/SMD

Primary LanguagePython

SMD

See sample_usage.py for an example.

The function SMD has the following inputs:

X := Data matrix with dimensions (number of data points) x (number of features).

k_guess := best guess of how many clusters are present. can be approximate. Better to guess too high than too low.

trials := the number of cluster proposals to average over in the ensemble. Larger values of this parameter result in greater computation time, but more accurate results. Start with something around the number of features you have. If not specific, it will set trials = 2x number of features

n_sub := this is the number of data points considered in each proposal clustering configuration. Should be less than 90% of the total number of data to introduce suitable noise into the proposals.
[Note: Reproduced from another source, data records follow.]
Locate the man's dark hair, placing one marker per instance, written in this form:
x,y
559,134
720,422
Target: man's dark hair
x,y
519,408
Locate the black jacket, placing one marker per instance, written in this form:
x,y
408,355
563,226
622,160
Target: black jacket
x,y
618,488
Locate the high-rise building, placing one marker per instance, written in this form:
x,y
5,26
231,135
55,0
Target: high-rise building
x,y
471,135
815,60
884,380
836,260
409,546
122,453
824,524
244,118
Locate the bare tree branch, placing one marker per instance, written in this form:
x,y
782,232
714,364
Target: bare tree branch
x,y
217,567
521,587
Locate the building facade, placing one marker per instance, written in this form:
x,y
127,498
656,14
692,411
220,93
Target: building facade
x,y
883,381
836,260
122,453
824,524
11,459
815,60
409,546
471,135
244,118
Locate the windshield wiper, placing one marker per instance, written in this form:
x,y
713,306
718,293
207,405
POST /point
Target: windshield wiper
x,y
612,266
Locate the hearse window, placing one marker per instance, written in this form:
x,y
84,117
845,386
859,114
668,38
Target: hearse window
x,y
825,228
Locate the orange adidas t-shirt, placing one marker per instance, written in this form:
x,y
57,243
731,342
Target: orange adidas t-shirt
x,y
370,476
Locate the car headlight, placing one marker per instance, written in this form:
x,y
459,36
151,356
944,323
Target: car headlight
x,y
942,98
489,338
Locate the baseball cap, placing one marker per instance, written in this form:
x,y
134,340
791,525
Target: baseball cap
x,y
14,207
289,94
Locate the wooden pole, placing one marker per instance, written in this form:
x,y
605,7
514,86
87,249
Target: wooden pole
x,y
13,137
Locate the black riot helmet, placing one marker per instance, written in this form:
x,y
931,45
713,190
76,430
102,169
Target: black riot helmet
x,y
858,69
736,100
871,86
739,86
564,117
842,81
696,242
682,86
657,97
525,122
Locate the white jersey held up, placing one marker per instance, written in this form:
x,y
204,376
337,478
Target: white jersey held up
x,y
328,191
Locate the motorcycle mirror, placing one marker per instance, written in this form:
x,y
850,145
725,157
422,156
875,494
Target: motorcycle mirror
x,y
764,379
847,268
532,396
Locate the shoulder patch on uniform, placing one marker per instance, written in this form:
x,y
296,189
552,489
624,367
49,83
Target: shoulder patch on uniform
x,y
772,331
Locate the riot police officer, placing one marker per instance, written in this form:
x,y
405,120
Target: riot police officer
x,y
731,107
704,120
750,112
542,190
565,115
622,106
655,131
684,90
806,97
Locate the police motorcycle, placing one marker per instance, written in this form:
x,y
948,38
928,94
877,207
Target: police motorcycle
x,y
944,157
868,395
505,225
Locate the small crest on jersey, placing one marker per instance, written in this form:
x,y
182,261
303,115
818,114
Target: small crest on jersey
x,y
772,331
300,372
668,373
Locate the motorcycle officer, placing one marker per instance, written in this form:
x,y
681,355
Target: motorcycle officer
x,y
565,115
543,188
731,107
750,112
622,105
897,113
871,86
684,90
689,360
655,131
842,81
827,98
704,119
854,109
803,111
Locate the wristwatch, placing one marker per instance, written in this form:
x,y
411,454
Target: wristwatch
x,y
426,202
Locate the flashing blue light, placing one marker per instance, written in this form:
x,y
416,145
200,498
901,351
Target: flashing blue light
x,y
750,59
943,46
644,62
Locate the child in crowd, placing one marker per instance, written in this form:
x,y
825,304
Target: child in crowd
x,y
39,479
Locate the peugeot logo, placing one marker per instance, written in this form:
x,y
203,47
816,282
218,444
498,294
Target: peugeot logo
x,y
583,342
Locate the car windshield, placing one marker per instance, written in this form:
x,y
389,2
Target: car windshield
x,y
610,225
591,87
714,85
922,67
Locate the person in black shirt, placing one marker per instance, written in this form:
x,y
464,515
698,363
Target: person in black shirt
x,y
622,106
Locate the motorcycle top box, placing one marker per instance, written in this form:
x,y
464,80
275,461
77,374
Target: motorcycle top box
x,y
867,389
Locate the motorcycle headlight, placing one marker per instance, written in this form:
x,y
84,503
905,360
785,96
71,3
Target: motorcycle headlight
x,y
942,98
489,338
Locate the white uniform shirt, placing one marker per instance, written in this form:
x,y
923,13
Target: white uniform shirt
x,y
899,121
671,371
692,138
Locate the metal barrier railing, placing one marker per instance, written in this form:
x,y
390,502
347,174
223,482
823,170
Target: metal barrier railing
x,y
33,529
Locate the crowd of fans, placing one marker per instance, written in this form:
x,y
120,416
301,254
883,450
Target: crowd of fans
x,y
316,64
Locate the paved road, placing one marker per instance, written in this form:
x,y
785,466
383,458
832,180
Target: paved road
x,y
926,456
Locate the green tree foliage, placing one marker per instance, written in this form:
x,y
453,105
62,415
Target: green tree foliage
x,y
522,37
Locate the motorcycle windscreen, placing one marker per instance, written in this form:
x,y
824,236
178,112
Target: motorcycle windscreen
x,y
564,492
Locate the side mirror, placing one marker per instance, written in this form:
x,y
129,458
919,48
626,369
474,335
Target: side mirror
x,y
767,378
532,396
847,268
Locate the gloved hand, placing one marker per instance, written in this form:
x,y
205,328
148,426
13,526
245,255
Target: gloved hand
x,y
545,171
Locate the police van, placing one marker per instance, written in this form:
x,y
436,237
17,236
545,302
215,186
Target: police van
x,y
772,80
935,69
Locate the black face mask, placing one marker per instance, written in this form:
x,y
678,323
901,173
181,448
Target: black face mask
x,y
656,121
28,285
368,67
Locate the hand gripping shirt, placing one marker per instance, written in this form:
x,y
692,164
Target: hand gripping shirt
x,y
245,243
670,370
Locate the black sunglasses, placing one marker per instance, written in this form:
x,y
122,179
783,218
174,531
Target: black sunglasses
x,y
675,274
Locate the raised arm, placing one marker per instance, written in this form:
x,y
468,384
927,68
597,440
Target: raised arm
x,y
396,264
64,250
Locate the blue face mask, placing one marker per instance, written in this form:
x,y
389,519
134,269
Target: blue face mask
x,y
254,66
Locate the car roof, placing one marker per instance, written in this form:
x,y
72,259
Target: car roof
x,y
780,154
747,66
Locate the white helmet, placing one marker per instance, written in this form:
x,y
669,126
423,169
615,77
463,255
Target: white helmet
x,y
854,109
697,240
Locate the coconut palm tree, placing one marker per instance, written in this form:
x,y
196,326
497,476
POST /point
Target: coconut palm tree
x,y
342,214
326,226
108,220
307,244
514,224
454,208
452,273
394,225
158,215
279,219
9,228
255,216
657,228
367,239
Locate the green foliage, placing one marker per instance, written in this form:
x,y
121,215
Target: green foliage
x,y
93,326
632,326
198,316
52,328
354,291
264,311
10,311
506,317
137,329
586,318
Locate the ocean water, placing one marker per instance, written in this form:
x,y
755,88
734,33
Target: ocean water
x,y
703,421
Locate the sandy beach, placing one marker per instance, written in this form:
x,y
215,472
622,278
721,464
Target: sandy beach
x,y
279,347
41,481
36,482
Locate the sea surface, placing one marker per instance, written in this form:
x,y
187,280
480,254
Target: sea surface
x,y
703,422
Values <50% the number of data points result in noisier results, but less memory required for computation. Default parameter is set to 80% of the data points, which should be suitable in most cases

prop_algo := the algorithm to construct cluster proposals. Currently, agglomerative clustering and k-means are supported, so it must take the values: 'agglo', or 'kmeans'. Default is agglo

class_algo := type of classifier used. Currently supports 'entropy' (default) or 'maxmargin'

cluster_prior_min := the cluster proposals are generated such that the number of clusters in each realization of the ensemble is drawn from a uniform distribution between cluster_prior_min and k_guess*2

The function will output an array of length(number of features), which is a z-score of the weight of each feature. Generally consider features with a value > 1

Requires Ray, numpy, and sklearn

Typical usage, for some X

z = SMD(X,7,trials = 1000)

SMD_serial.py and sample_usage_serial.py are contingencies that implement the algorithm without parallelization. It will be slower, but works if Ray is giving errors.

See here for details: https://arxiv.org/abs/1910.05814

Ramanathan Lab members, or those using the Harvard Odyssey cluster, see Ramanathan_Internal for instructions on running via slurm job arrays instead of using Ray to parallelize.